Corrió la cortina, dejó caer el agua sobre su rostro. Cerró los ojos, se volteó con dirección a la ventana, agachó un poco la cabeza dejando que el chorro de agua golpeara su nuca, relajándolo. Vio en su mente una calle llena de gente, hace muchos años. Había un rostro que jamás había visto en persona pero que en una milésima de segundo se le hizo el más habitual entre todos los que conocía; luego recordó su voz, su sonrisa, los primeros pasos a su lado, la calle por momentos infinita, por momentos tan corta como dar dos pasos hacia el abismo. Abrió los ojos, el vapor se condensaba en la ventana, no ha vuelto a escribir su nombre en el vidrio empañado, como la foto que alguna vez compartió -nuestro cuarto, dijo ella cuando la vio.
Las ideas se le hicieron turbias, mezquinas. Cogió la toalla, observó la tina, el piso, llegó hasta el espejo y observó su rostro. El tiempo se llevó sus mejores años, también los últimos tres que compartieron juntos. Mira a su izquierda, están las cosas de ella: sus cremas, el pequeño espejo que usa para depilarse las cejas, más cremas, peines, champú, acondicionador, ve también sus cosas y de algún modo piensa acomodarlas, guardarlas, llevarlas. Sacude la cabeza, se aplica desodorante, espera a que baje su intensidad porque recuerda que a ella le molesta lo fuerte del perfume. No piensa en la hora, quisiera que la mañana durara un año, tres, diez años. Y un aire de melancolía cruza su mente, de esos que nos cogen por sorpresa y son capaces de desdibujar sonrisas, indisponer, cambiar semblantes de manera instantánea.

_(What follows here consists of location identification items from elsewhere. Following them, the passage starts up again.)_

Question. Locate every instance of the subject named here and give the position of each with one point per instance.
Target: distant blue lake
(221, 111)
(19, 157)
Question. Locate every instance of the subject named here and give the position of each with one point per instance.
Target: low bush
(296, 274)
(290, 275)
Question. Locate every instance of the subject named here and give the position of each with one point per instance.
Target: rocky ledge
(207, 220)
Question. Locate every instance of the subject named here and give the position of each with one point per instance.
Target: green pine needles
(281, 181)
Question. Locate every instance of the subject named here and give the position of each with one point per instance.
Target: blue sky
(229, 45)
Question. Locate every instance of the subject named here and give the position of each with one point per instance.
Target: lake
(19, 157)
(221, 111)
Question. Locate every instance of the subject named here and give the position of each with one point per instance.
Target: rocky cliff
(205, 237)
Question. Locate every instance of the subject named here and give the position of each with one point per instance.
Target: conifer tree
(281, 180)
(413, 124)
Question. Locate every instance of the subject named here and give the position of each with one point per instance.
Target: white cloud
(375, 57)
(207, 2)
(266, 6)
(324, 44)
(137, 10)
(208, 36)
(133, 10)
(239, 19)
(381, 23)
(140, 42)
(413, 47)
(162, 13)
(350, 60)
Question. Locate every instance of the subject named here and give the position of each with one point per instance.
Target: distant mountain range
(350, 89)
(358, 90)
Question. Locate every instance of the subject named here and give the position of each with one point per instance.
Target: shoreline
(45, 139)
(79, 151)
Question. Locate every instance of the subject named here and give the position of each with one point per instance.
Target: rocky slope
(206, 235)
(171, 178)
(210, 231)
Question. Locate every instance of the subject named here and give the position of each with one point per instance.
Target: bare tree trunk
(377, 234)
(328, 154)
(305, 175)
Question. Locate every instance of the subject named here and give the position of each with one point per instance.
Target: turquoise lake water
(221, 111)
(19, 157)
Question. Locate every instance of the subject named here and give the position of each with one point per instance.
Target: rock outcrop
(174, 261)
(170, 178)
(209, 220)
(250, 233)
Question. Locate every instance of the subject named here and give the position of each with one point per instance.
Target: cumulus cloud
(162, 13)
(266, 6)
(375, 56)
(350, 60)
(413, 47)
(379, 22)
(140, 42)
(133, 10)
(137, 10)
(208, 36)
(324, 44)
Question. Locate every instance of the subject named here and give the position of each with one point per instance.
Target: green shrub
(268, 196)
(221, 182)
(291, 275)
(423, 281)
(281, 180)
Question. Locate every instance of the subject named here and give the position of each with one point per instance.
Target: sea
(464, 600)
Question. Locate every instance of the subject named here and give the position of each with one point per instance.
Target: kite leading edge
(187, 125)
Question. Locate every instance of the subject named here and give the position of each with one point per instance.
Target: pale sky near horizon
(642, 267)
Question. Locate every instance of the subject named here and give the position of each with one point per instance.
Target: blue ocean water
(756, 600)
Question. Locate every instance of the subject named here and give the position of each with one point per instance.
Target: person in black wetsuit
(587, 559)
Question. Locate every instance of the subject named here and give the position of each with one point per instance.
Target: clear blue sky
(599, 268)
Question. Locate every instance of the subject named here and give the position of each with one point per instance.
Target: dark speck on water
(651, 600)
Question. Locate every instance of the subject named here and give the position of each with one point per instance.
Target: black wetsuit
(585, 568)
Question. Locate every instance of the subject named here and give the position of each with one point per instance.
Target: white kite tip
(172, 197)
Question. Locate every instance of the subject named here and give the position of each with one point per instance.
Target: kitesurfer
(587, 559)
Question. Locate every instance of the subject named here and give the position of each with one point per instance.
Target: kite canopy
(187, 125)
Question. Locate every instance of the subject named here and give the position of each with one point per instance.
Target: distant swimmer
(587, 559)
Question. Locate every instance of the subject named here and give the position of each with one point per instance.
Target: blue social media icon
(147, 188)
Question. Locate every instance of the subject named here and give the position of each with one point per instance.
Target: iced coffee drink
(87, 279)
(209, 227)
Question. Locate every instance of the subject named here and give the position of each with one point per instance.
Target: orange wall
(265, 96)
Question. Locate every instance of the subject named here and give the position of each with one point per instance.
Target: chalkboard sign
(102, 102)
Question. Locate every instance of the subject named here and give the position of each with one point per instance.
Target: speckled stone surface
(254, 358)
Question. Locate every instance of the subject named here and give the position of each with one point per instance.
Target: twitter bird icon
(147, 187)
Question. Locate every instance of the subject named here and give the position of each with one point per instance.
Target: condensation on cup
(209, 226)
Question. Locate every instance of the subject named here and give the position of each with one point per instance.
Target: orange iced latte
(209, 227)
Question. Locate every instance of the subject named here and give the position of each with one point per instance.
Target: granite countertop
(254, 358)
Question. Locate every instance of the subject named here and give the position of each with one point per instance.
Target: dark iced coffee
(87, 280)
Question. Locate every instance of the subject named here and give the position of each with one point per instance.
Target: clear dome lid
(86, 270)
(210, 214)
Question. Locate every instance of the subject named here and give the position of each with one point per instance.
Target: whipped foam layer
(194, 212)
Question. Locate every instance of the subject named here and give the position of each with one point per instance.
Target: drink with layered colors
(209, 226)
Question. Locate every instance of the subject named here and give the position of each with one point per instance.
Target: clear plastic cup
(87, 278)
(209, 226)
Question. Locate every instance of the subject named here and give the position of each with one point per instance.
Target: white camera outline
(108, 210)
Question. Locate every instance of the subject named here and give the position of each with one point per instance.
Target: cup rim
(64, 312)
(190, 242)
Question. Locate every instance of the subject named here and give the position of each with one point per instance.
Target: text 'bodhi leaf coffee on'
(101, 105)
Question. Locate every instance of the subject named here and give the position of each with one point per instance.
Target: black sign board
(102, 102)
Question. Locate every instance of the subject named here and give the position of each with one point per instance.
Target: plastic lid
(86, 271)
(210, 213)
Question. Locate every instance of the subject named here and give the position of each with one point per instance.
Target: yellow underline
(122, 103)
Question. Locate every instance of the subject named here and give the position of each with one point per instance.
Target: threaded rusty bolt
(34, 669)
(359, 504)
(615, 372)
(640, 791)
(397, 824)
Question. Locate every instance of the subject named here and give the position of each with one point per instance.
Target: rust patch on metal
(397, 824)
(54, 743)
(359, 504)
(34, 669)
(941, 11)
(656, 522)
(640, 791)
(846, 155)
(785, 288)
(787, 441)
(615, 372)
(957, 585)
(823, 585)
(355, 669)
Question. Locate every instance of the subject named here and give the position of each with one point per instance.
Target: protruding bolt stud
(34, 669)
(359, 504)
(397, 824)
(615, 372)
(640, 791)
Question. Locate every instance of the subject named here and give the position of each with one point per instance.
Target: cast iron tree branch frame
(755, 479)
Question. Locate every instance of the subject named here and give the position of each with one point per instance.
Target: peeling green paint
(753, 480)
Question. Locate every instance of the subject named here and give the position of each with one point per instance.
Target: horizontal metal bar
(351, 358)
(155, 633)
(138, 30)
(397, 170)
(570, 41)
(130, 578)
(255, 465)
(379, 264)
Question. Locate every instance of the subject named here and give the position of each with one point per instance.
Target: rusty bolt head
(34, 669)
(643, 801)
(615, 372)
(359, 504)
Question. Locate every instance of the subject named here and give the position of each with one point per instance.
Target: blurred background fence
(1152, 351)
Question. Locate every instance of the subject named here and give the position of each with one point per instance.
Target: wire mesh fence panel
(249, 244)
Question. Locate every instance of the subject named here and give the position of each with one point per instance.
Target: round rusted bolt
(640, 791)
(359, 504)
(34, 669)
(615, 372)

Hace girar la manija con cuidado, cierra la puerta. Observa al frente, su ventana da al parque y adora la vista como todos los días. Baja la mirada, observa la frazada desordenada de su lado de la cama, su almohada; del otro lado, ella. Su cabello marrón cubriendo parte de su rostro, sus ojos cerrados, ocultando esas pupilas que le gustaba observar, mirar fijamente.
(Sí, caminamos muchas cuadras pero no me hubiese importado que jamás hubiéramos llegado al final, solo quería seguir escuchando su voz, ver su sonrisa, luego coger sus manos y finalmente besar por primera vez sus labios. Una primera vez que recordaría por toda la vida. Sus ojos marrones brillaban igual que su cabello. Había luna llena esa noche, ¿lo recuerdas? Pues yo sí, agosto, año 2005, nuestras vidas eran tan diferentes pero se cruzaron. Luego se separaron y volvieron a cruzarse porque así es la vida, se lleva algunos de nuestros sueños y eventualmente nos los devuelve, sorprendiéndonos aún más. Me gusta cuando me mira hablar y sonríe. Nosotros hemos nacido para estar juntos, le oí decir años después).
Al terminar de cambiarse miró el álbum de fotos que le mandó imprimir, es un regalo, son nuestras fotografías -le dijo-, no lo abrió, solo miró su sonrisa en la foto de la portada. Se arregló el cabello, se roció el perfume que más le gustaba -que a ambos les gustaba.
Te seguía diciendo todas estas palabras en silencio mientras te observaba dormir. No recordé ninguna de nuestras discusiones. Solo dejé que la melancolía se lleve mi conciencia. Mi conciencia y mis lágrimas invisibles.
Te miré por última vez, preciosa. Era lunes, viajarías en la noche. No me despedí, nunca lo hice. Solo entrecerré la puerta de nuestra habitación, crucé la sala, abrí la puerta no sin antes dar una mirada semicircular. Bajé las escaleras pensando alternadamente en todos estos años juntos, cerré la reja, vi nuestro parque. No conversamos nada ese día, solo por la noche, cuando me dirigía de manera inútil a darte el alcance en el aeropuerto.
La primera noche juntos, nos despedimos con un beso. Esa última noche, la calle sí se me hizo infinita. Tú viajabas hacia las estrellas, sin mí.
La primera noche juntos, nos despedimos con un beso. Esa última noche, la calle sí se me hizo infinita. Tú viajabas hacia las estrellas, sin mí.